Anthocyanins are among the most abundant polyphenols in fruits and vegetables and exhibit potent antioxidant activity. Our previous studies suggested that anthocyanins present in the gastrointestinal tract (GIT) of rats exert chemopreventive effect on colon cancer. Since such effect was dose dependent, it is important to examine the stability and transformation of anthocyanins in the GIT. Based on some in vitro studies and limited in vivo evidence, we hypothesized that anthocyanins were moderately stable under the influence of digestive enzymes and physiological conditions in the GIT, and their chemical structures determine the stability, accessibility, biotransformation, and health-promoting effects.

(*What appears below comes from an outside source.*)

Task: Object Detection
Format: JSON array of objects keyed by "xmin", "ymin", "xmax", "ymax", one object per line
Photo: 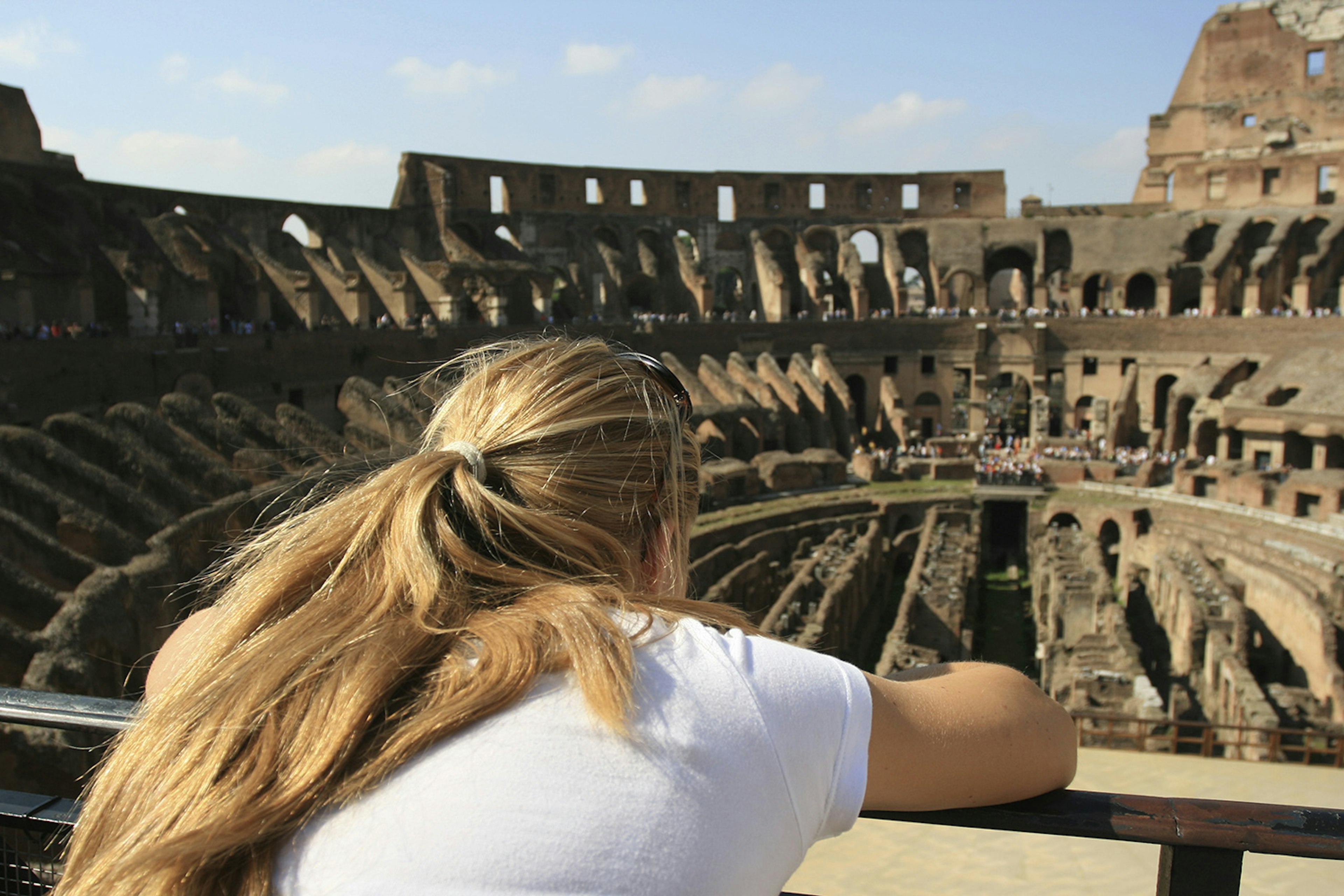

To validate our hypothesis a series of studies were conducted. We first examined the transit, stability, transformation, and uptake of black raspberry anthocyanins in rat GIT. Our results suggest that ingested anthocyanin glycosides remained relatively stable in the GIT lumen and were efficiently taken up into the GIT tissues with limited transfer to the plasma compartment. We also observed selective degradation of cyanidin-3-glucoside in the small intestine lumen, which was tentatively attributed to β-glucosidase activity in the small intestine.
In order to eliminate interferencing non-anthocyanin compounds in bioassays, a novel mixed mode cation-exchange/reversed-phase (MCX) solid-phase extraction (SPE) technique was developed for high purity isolation of anthocyanins. The new technique achieved above 99% anthocyanin purity while maintaining excellent yield (93.6 ± 0.55%) and low cost.
To elucidate the effect of intestinal enzymes on anthocyanin digestion, an in vitro model was employed. Cell-free extract of pig small intestinal mucosa and crude extract of lactase containing foods/supplement were examined with respect to their β-glycosidase activities on highly purified anthocyanins. Selective degradation of anthocyanin glucosides and galactosides was observed in the presence of small intestinal mucosa cell-free extract and lactase supplement extract, respectively. The type of aglycone also substantially affected the resistance of anthocyanins to enzymatic degradation.
The outcome of this dissertation demonstrates that chemical structure of anthocyanins greatly affects their stability in the GIT. Such information will contribute to the exploration of anthocyanin's health benefits in vivo, and may eventually facilitate the development of value added foods/nutraceuticals that promote the healthiness of people.